TUC general secretary Frances O’Grady called on the next government to take action to help insecure workers.
“MPs aren’t the only ones feeling insecure in their jobs right now,” he said. “If nothing changes, hundreds of thousands more Brits could be stuck in insecure work, being treated like disposable labour. That’s the same as thirteen extra Sports Directs, or the entire working population of Sheffield.
“Paying rent and bills can be a nightmare when you don’t know how much you’ve got coming in each month,” she added. “And planning childcare is impossible when you’re constantly at the beck and call of employers.
“The next government will need to tackle this problem head on. Every party manifesto must have real commitments to crack down on zero-hours contracts and bogus self-employment. And agency workers should always get the going rate for the job.”
The TUC’s analysis also found that insecure work is costing the Exchequer £4bn each year. This is because people on zero-hours contracts or in low-paid self-employment bring in far less in tax and are much more likely to need in-work benefits.
On average, those on zero-hours contracts earn only £7.25 an hour, while the typical employee earns more than £11 an hour.
Agencies who often supply the UK’s army of insecure labour are known too for dodgy practices that further exploit workers.
One of these agencies, Transline, which supplies workers for Sports Direct, was criticised by MPs in a parliamentary inquiry for its legally questionable practice of offering workers pre-paid debit cards to pay their wages, from which they would deduct a £10 monthly fee.
The agency has persisted in refusing to pay Sports Direct warehouse workers a portion of the back pay still owed to them after Unite revealed that they were illegally being paid below the minimum wage.
And just yesterday (April 26) it emerged that Transline was preparing itself for insolvency – Unite has argued that the company must not be allowed to dodge its responsibilities and must pay its workers their due.
“The current uncertainty surrounding Transline’s future is yet more evidence of the need for Sports Direct to wean itself off its overreliance on temporary agency workers at its Shirebrook warehouse,” said Unite assistant general secretary Steve Turner.
“Sports Direct must urgently move to put agency workers onto permanent contracts to bring security to the workforce and certainty to the business.
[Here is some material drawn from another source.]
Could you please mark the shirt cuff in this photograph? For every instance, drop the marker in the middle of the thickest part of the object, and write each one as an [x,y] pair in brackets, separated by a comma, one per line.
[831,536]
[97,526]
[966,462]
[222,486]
“Transline must not be allowed to dodge its responsibilities or the back pay it owes for non-payment of the minimum wage at Sports Direct,” he added. “It must continue to pay the wages of the tens of thousands of low paid agency workers it currently employs across the UK.
“A failure to do so would be the final insult for the many workers it has exploited through its draconian work practices.”
While Unite welcomes McDonald’s moving away from the use of zero-hours contracts – other high street chains have in the last few years done the same, including Sports Direct for its shop staff, Wetherspoons, and Everyman cinema – stronger legislation is needed to stop rampant and growing exploitation.
“Thanks to the tireless work of campaigners and trade unions like Unite, companies like Wetherspoons and Sports Direct are seeing the impact of their decisions to exploit workers on their businesses and made to think again about their use of zero hours contracts,” Turner noted.
“Increasingly businesses are recognising that they have no place in the modern workplace and are bad for workers, bad for business and bad for the economy. The government should show leadership and follow the lead of government’s like New Zealand by banning zero hours contracts.”
Unite general secretary Len McCluskey agreed.
“With record numbers of people on zero hours contracts, the experience of not knowing if you’ve earned enough to pay the bills has become the unacceptable norm for too many families,” he said.
“People didn’t vote to the leave the European Union to become the sweatshop of Europe. The UK government must act to tackle bogus self-employment and follow the example of its New Zealand counterparts by outlawing zero hours contracts. If we are to build an economy based on decent, secure jobs then insecure working must end.”